The Office of State Administrative Hearings ruled that Craig Barrow, whose property abuts the sprayfield, had standing against the state and moved the case to Effingham County Superior Court.

Barrow filed his petition with the Office of State Administrative Hearings late last year, and Judge Kristin Miller ruled March 5 that Barrow had a preponderance of evidence to have his appeal of the permit heard.

“The court recognized that individuals have a right to protect aquatic resources when the government is unwilling to do so,” said Jon Schwartz, Barrow’s attorney.

A longtime and vocal critic of Guyton’s proposed wastewater treatment plant, Barrow also has repeatedly lobbied the city to connect to Effingham County’s wastewater lines.

Judge Miller heard evidence and arguments on three separate days, Jan. 27, Feb. 5 and Feb. 10, before issuing her ruling that Barrow had standing to appeal the permit.

Both parties have asked the court to return the permit back to the EPD while the Federal Emergency Management Agency finalizes its flood maps. If FEMA’s flood maps change significantly, the permit would have to rework the permit accordingly, said state EPD spokesman Kevin Chambers. Chambers added he didn’t know how long it would take FEMA to review and possibly amend the flood maps.

The Office of State Administrative Hearings also has not ruled on returning the permit to the EPD.

In his petition, Barrow and Schwartz argued the sprayfield would adversely affect “his recreational use and aesthetic enjoyment” of his property. Barrow does not live full-time on the property, but he does spend most weekends there.

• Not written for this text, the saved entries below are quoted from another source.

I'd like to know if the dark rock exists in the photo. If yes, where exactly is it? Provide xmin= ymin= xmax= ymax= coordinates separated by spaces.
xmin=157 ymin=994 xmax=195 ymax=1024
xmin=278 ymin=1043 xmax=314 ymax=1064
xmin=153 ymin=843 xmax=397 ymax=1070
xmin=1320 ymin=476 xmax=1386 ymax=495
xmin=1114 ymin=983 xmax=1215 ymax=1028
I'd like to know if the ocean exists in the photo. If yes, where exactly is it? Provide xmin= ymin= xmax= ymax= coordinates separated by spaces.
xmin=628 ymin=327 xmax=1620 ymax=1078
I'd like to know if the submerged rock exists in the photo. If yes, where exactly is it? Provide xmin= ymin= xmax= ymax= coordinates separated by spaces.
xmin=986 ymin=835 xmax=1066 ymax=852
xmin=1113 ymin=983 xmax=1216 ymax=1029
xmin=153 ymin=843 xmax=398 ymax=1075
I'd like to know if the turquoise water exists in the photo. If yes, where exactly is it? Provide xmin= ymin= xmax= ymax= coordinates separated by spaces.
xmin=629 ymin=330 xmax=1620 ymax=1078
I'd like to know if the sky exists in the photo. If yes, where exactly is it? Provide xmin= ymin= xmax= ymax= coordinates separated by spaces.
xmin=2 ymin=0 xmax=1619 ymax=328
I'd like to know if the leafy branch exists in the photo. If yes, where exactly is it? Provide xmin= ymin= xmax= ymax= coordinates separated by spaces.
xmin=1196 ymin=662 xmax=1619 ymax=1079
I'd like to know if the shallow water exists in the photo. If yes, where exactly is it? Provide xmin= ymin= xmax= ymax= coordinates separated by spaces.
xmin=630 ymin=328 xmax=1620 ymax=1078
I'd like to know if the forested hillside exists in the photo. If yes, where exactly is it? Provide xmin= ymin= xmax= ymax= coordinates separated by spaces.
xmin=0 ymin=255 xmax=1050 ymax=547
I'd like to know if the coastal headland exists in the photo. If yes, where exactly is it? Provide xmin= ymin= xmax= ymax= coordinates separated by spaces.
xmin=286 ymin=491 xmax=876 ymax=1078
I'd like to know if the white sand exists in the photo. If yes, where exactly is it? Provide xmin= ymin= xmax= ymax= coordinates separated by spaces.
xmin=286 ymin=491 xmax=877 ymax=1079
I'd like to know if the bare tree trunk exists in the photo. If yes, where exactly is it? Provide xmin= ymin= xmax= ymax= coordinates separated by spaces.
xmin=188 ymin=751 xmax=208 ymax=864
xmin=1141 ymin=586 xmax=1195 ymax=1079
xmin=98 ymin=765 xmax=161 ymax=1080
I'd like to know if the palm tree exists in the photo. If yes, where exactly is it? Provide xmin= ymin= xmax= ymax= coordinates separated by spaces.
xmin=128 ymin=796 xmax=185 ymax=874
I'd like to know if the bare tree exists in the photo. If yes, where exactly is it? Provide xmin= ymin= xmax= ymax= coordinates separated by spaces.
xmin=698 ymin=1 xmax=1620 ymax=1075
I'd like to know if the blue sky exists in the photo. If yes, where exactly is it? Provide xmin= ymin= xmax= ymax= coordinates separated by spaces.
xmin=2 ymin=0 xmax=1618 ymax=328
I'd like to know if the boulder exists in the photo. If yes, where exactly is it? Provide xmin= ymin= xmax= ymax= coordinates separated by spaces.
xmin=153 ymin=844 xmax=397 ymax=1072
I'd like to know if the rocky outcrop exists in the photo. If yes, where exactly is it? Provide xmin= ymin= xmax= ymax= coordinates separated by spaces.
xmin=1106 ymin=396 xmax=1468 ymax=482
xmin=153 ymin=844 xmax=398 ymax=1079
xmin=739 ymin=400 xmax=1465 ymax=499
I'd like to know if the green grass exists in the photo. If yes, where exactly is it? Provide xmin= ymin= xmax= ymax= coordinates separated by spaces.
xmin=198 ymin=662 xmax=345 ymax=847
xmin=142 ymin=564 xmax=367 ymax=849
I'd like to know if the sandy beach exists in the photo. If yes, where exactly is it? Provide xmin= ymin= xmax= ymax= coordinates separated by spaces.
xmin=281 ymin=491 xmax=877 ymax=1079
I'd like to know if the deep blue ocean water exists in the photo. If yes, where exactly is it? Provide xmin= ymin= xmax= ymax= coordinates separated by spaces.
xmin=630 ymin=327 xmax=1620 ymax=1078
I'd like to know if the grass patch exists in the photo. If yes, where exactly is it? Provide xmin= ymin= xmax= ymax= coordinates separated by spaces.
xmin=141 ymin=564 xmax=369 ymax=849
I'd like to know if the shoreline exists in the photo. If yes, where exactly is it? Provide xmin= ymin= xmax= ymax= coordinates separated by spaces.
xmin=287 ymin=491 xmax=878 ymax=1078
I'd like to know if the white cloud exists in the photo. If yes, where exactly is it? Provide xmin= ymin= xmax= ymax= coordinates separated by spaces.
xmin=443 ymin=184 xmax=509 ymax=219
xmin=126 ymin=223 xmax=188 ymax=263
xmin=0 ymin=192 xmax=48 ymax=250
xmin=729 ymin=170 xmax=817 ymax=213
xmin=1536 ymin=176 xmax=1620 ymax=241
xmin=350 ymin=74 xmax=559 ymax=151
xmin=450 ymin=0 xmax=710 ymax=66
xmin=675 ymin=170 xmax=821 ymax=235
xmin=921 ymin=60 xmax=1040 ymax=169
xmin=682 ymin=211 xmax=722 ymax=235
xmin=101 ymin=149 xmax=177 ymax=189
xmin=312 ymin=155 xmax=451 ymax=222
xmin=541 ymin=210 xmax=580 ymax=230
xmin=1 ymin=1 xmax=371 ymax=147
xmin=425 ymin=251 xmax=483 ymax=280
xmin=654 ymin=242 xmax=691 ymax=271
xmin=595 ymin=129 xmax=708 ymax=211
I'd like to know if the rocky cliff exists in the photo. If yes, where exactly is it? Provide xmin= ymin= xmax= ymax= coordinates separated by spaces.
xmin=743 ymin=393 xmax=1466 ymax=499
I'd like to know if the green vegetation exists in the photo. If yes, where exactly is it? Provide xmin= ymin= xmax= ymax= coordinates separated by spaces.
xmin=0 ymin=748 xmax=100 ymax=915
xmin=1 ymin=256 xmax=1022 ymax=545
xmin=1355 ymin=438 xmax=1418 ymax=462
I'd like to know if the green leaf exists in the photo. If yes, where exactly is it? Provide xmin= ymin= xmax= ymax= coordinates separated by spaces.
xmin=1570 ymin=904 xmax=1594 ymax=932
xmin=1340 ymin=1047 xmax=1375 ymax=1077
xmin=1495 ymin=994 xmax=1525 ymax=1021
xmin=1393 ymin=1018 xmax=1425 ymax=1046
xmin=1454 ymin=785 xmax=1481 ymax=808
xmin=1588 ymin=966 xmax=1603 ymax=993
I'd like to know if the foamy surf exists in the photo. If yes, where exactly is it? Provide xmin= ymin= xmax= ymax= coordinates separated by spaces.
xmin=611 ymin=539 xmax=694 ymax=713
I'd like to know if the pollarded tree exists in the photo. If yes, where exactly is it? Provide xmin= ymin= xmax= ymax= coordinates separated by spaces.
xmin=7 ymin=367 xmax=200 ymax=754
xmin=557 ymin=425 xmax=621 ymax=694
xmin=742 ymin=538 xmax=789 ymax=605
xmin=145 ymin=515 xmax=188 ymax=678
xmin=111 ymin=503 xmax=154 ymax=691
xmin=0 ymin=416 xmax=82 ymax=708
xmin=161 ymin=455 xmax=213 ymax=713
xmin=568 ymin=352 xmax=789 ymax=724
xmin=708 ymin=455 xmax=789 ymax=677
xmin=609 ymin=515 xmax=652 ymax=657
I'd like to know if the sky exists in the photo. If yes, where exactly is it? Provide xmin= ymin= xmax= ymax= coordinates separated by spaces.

Barrow pointed out his property is home to many species of wildlife, especially reptiles and amphibians, and they could be harmed by leakage or runoff from the sprayfield.

Barrow also argued, and the judge concurred, that his land is connected hydrologically to Guyton’s site through both surface and underground streams. “Although both the Director (EPD director Jud Turner) and the City contend that no hydrological connection exists, their arguments are unsupported by the evidence, including the testimony of some of their own witnesses,” Judge Miller ruled.

Barrow also charged that FEMA’s flood maps were inaccurate, and the maps were based on inaccurate data. The current FEMA map does not put the proposed sprayfield within the 100-year flood plain. But an erroneous calculation was used and once the correct formula was applied, portions of the sprayfield were found to be within the 100-year flood plain.

Barrow and his team also have performed an economic analysis of the wastewater treatment plant, and their findings showed that hooking into the county’s system would be cheaper.

The city plans to build a $4.75 million wastewater treatment plant, capable of handling 250,000 gallons of sewage a day. Guyton originally considered treating the wastewater to reuse standards but instead opted to dispose of it through a land application system on 650 acres it owns off Riverside Drive.

But the city has estimated it would cost between $7.8 million and $8.1 million to connect to the county’s system, including the cost of buying capacity.

Guyton had a bond package of $9 million approved in 2011, with $4.75 million devoted to the cost of the plant and $2 million toward a Georgia Environmental Finance Authority loan. Other bond proceeds went to remaining GEFA loans, past bond redemptions, a U.S. Department of Agriculture loan and debt reserve. The city bought 650 acres off Riverside Drive.